One of the most common forms of conversation that Extension professionals use is focus groups.  It is a guided, structured, and focused conversation.  It can yield a wealth of information if the questions are well crafted, if those questions have been piloted tested, and the data are analyzed in a meaningful way.  There are numerous ways to analyze qualitative data (cultural domain analysis, KWIC analysis, discourse analysis, narrative analysis, grounded theory, content analysis, schema analysis, analytic induction and qualitative comparative analysis, and ethnographic decision models) all of which are discussed in the above mentioned reference.  Deciding which will best work with the gathered qualitative data is a decision only the principal investigator can make.  Comfort and experience will enter into that decision.  Keep in mind qualitative data can be reduced to numbers; numbers cannot be exploded to capture the words from which they came.

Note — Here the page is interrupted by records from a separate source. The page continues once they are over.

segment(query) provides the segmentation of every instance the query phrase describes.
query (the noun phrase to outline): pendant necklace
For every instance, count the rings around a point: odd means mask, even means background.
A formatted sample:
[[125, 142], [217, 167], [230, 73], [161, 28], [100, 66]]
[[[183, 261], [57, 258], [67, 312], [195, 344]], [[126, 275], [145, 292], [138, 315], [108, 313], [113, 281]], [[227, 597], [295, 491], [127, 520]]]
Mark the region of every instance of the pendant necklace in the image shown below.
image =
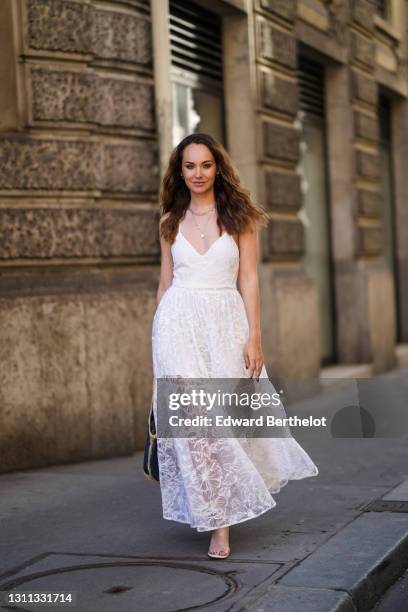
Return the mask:
[[[203, 215], [209, 215], [209, 213], [211, 213], [211, 212], [214, 210], [214, 206], [213, 206], [213, 207], [210, 209], [210, 211], [209, 211], [209, 212], [205, 212], [205, 213], [194, 213], [192, 210], [190, 210], [190, 208], [188, 208], [187, 210], [189, 210], [189, 211], [190, 211], [190, 212], [191, 212], [193, 215], [203, 216]], [[207, 225], [208, 225], [208, 223], [209, 223], [209, 221], [210, 221], [210, 218], [211, 218], [211, 217], [209, 216], [209, 217], [208, 217], [208, 221], [207, 221], [207, 223], [205, 224], [205, 228], [204, 228], [204, 230], [205, 230], [205, 229], [207, 229]], [[193, 221], [194, 221], [195, 225], [197, 226], [198, 231], [200, 232], [200, 236], [201, 236], [201, 238], [205, 238], [205, 233], [204, 233], [204, 230], [202, 230], [202, 229], [200, 228], [200, 226], [198, 225], [198, 223], [197, 223], [197, 221], [194, 219], [194, 217], [193, 217]]]

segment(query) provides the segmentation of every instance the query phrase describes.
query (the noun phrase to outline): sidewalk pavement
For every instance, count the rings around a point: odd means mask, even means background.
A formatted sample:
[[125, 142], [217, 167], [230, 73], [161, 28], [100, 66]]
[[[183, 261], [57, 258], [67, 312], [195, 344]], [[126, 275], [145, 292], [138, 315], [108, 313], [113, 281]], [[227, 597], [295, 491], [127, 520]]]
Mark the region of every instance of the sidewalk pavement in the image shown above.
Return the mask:
[[[384, 381], [408, 398], [407, 370]], [[1, 475], [0, 591], [74, 596], [20, 610], [370, 610], [408, 567], [407, 439], [292, 433], [319, 475], [232, 526], [225, 561], [209, 532], [162, 518], [141, 452]]]

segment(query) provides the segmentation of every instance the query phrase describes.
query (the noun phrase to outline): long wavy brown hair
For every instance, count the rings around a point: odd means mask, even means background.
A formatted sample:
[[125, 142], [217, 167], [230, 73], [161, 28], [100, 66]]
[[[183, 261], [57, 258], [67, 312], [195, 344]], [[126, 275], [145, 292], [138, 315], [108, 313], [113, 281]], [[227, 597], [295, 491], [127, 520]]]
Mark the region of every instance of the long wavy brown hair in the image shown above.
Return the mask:
[[209, 148], [217, 165], [214, 182], [217, 225], [229, 234], [240, 234], [254, 223], [267, 225], [269, 215], [255, 204], [249, 191], [241, 185], [238, 172], [224, 147], [208, 134], [190, 134], [173, 149], [163, 177], [160, 191], [160, 216], [169, 213], [161, 223], [160, 235], [173, 244], [178, 225], [190, 204], [190, 190], [181, 178], [183, 151], [189, 144], [203, 144]]

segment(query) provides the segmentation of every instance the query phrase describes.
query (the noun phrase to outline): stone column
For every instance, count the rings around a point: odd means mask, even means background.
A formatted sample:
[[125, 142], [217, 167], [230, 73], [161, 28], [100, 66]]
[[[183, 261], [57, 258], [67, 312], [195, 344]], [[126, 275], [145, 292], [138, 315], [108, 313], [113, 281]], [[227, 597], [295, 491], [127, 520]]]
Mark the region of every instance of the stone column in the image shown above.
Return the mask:
[[301, 262], [304, 235], [297, 216], [296, 11], [295, 0], [255, 3], [259, 193], [271, 213], [260, 267], [263, 338], [269, 373], [293, 378], [316, 377], [320, 367], [317, 291]]
[[0, 469], [129, 454], [160, 254], [149, 4], [0, 16]]

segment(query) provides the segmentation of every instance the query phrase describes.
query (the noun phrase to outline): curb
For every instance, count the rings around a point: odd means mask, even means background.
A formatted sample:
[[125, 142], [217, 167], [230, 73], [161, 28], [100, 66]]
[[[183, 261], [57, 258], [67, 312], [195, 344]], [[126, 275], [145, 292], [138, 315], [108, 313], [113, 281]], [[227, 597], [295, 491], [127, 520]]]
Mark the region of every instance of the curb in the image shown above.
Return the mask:
[[407, 567], [408, 480], [270, 585], [251, 610], [369, 612]]

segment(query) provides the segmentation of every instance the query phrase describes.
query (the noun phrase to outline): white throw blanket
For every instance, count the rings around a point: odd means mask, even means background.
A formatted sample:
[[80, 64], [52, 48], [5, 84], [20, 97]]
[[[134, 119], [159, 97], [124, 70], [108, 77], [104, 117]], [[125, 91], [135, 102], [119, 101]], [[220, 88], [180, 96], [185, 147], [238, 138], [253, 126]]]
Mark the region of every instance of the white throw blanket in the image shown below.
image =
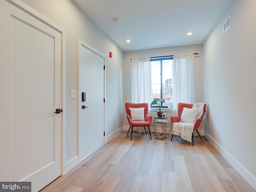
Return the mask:
[[[196, 103], [193, 105], [192, 108], [199, 108], [196, 119], [200, 118], [204, 114], [204, 103]], [[180, 136], [182, 138], [191, 142], [192, 133], [194, 129], [194, 123], [179, 122], [174, 123], [172, 126], [172, 134]]]

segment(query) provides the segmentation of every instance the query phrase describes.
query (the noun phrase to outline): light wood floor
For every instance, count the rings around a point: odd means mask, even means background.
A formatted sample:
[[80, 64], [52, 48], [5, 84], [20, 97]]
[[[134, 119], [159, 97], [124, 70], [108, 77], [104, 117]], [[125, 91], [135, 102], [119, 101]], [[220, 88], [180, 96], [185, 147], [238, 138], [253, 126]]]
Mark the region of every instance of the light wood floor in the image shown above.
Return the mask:
[[256, 191], [204, 137], [194, 146], [178, 136], [123, 131], [41, 192]]

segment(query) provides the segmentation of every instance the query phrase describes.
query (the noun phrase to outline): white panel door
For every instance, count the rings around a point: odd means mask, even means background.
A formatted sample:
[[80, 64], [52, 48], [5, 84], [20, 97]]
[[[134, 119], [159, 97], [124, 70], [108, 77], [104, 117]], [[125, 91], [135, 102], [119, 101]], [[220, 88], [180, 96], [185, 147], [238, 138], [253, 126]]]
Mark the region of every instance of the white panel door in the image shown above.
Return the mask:
[[32, 182], [38, 191], [61, 174], [61, 35], [8, 2], [0, 6], [0, 180]]
[[[81, 161], [104, 144], [104, 57], [79, 41], [79, 158]], [[86, 100], [82, 101], [82, 93]], [[87, 107], [82, 108], [82, 106]]]

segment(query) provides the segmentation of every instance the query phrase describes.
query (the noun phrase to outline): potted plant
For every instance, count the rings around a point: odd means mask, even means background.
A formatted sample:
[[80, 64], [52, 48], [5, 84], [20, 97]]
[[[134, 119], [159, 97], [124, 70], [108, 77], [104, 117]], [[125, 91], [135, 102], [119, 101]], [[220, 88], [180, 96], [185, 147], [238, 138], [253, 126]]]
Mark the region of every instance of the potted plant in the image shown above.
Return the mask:
[[165, 102], [164, 99], [160, 98], [153, 98], [150, 106], [157, 105], [159, 111], [157, 112], [157, 115], [158, 117], [162, 117], [162, 114], [163, 113], [161, 111], [161, 106], [162, 103]]

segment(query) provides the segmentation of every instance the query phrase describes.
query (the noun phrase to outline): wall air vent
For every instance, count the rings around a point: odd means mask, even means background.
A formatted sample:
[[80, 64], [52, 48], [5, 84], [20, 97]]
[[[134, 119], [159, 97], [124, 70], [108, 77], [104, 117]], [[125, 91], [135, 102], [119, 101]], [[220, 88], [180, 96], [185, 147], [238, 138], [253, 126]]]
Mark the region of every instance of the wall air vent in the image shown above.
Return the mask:
[[228, 18], [226, 20], [223, 24], [223, 34], [228, 30], [230, 27], [231, 24], [231, 15], [229, 16]]

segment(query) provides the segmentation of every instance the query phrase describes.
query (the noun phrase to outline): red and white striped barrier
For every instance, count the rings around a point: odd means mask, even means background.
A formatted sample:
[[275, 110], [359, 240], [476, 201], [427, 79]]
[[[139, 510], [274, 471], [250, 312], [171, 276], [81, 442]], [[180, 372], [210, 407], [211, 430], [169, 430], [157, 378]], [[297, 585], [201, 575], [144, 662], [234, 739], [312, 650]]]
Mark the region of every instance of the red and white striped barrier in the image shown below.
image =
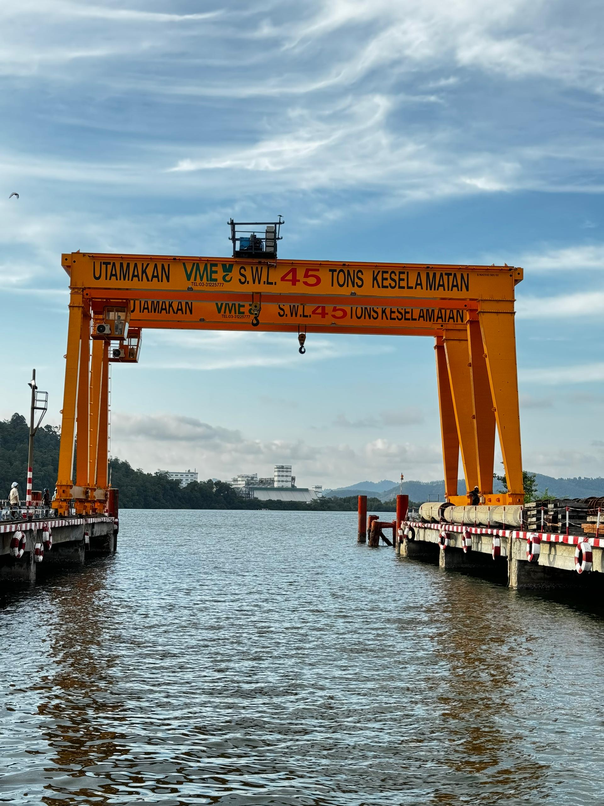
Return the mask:
[[467, 554], [468, 551], [472, 550], [472, 538], [467, 529], [464, 529], [463, 532], [461, 532], [461, 548], [464, 554]]
[[16, 559], [21, 559], [25, 554], [25, 535], [23, 532], [15, 532], [10, 538], [9, 554]]
[[582, 540], [575, 550], [575, 571], [577, 574], [588, 573], [591, 571], [593, 561], [591, 546], [586, 540]]
[[25, 503], [27, 506], [31, 505], [31, 488], [33, 487], [33, 468], [27, 467], [27, 488], [25, 492]]
[[493, 546], [490, 550], [493, 559], [501, 557], [501, 538], [494, 535], [493, 538]]
[[[433, 529], [441, 531], [442, 523], [422, 523], [421, 521], [409, 521], [405, 526], [414, 526], [416, 529]], [[446, 524], [448, 532], [463, 532], [467, 530], [470, 534], [492, 534], [499, 538], [511, 538], [514, 540], [527, 540], [529, 535], [536, 536], [541, 543], [565, 543], [568, 546], [578, 546], [579, 543], [588, 542], [592, 548], [604, 549], [604, 538], [586, 538], [580, 534], [551, 534], [548, 532], [521, 532], [511, 529], [492, 529], [486, 526], [461, 526], [455, 523]]]
[[541, 541], [538, 534], [528, 533], [527, 536], [527, 559], [529, 563], [538, 563], [541, 552]]
[[[82, 523], [111, 523], [113, 518], [110, 516], [99, 515], [97, 517], [73, 517], [56, 518], [52, 521], [45, 521], [51, 529], [59, 529], [60, 526], [78, 526]], [[0, 534], [6, 534], [8, 532], [14, 532], [17, 530], [27, 531], [32, 529], [38, 529], [39, 521], [7, 521], [6, 523], [0, 522]]]

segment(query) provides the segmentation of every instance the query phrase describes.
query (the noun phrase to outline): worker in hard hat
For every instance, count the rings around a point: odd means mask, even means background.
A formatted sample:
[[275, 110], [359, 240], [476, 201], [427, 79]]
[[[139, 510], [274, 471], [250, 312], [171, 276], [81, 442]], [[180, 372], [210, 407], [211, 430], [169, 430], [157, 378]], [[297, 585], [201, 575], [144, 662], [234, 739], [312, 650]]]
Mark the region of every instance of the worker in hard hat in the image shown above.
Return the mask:
[[17, 482], [14, 481], [10, 485], [10, 492], [8, 496], [8, 502], [10, 505], [10, 516], [11, 517], [17, 517], [19, 516], [19, 488]]
[[480, 490], [474, 487], [471, 492], [469, 492], [470, 506], [478, 506], [480, 504]]

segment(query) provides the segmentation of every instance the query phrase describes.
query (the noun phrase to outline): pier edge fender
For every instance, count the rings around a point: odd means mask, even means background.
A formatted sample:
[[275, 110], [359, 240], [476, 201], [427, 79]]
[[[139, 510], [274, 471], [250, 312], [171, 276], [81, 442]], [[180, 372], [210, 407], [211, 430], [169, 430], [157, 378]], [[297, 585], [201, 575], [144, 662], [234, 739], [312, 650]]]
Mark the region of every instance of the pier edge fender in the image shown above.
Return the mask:
[[35, 546], [34, 546], [34, 562], [41, 563], [44, 559], [44, 546], [40, 540], [35, 538]]
[[575, 550], [575, 571], [577, 573], [589, 573], [591, 571], [593, 559], [590, 544], [586, 540], [581, 540], [577, 543]]
[[52, 548], [52, 530], [48, 523], [42, 527], [42, 545], [44, 546], [44, 551], [50, 551]]
[[21, 559], [25, 554], [25, 535], [19, 530], [17, 530], [10, 538], [9, 552], [15, 559]]
[[541, 538], [538, 534], [529, 532], [527, 535], [527, 559], [529, 563], [538, 563], [541, 551]]
[[493, 547], [490, 550], [493, 556], [493, 559], [497, 559], [498, 557], [501, 557], [501, 538], [497, 536], [493, 538]]
[[467, 554], [468, 551], [472, 550], [472, 538], [467, 529], [464, 529], [463, 532], [461, 532], [461, 548], [464, 554]]

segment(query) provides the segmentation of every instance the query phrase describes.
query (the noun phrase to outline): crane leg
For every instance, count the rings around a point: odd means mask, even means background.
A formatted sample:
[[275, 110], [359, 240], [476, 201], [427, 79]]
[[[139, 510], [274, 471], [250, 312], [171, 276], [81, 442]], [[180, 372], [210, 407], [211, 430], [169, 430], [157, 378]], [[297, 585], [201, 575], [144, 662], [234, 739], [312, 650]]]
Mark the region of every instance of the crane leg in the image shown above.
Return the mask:
[[470, 376], [478, 489], [481, 493], [486, 495], [493, 492], [495, 413], [486, 369], [482, 334], [478, 318], [468, 322], [468, 347], [472, 364]]
[[53, 509], [60, 515], [69, 511], [73, 480], [73, 449], [75, 447], [76, 405], [80, 376], [80, 343], [82, 329], [83, 294], [81, 290], [72, 291], [69, 297], [69, 324], [67, 331], [65, 384], [63, 391], [61, 441], [59, 448], [59, 472], [56, 480], [56, 496]]
[[90, 439], [88, 450], [88, 486], [91, 501], [97, 491], [97, 459], [98, 452], [98, 425], [101, 410], [101, 387], [103, 371], [103, 344], [93, 340], [93, 359], [90, 368]]
[[[523, 504], [520, 413], [513, 311], [478, 312], [495, 421], [507, 480], [507, 504]], [[503, 497], [503, 496], [499, 496]], [[490, 502], [487, 502], [490, 503]]]
[[[472, 378], [470, 367], [468, 338], [465, 333], [445, 330], [443, 337], [445, 355], [447, 359], [449, 381], [453, 398], [457, 437], [461, 451], [461, 463], [467, 492], [478, 484], [478, 469], [476, 460], [476, 438], [474, 434], [472, 406]], [[456, 496], [449, 499], [453, 503], [468, 503], [467, 496]]]
[[90, 409], [90, 308], [85, 303], [82, 308], [80, 332], [80, 366], [78, 369], [76, 430], [76, 484], [72, 489], [74, 506], [78, 514], [89, 509], [88, 503], [88, 449]]
[[447, 499], [457, 494], [457, 471], [459, 468], [459, 438], [455, 422], [455, 409], [451, 396], [451, 385], [447, 369], [447, 357], [442, 339], [436, 337], [434, 351], [436, 356], [436, 382], [438, 384], [438, 406], [441, 410], [441, 436], [445, 465], [445, 495]]
[[[109, 343], [103, 342], [101, 372], [101, 405], [98, 409], [98, 447], [97, 449], [97, 510], [105, 509], [109, 459]], [[101, 495], [102, 498], [99, 498]]]

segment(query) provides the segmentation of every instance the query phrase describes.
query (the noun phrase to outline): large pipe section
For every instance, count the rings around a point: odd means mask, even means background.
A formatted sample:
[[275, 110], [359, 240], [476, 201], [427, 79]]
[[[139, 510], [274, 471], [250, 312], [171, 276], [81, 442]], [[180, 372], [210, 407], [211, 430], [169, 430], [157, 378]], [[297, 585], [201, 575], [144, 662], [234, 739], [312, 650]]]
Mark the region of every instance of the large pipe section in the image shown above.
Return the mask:
[[509, 506], [449, 506], [442, 502], [428, 501], [420, 507], [422, 521], [432, 523], [453, 523], [466, 526], [504, 526], [522, 528], [522, 507]]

One response I got for last week’s query was about on-line survey services.  Are they reliable?  Are they economical?  What are the design limitations?  What are the question format limitations?

Yes.  Depends.  Some.  Not many.

Let me take the easy question first:  Are they economical?

Depends.  Cost of postage for paper survey (both out and back) vs. the time it takes to enter questions in system.  Cost of system vs. length of survey.  These are things to consider.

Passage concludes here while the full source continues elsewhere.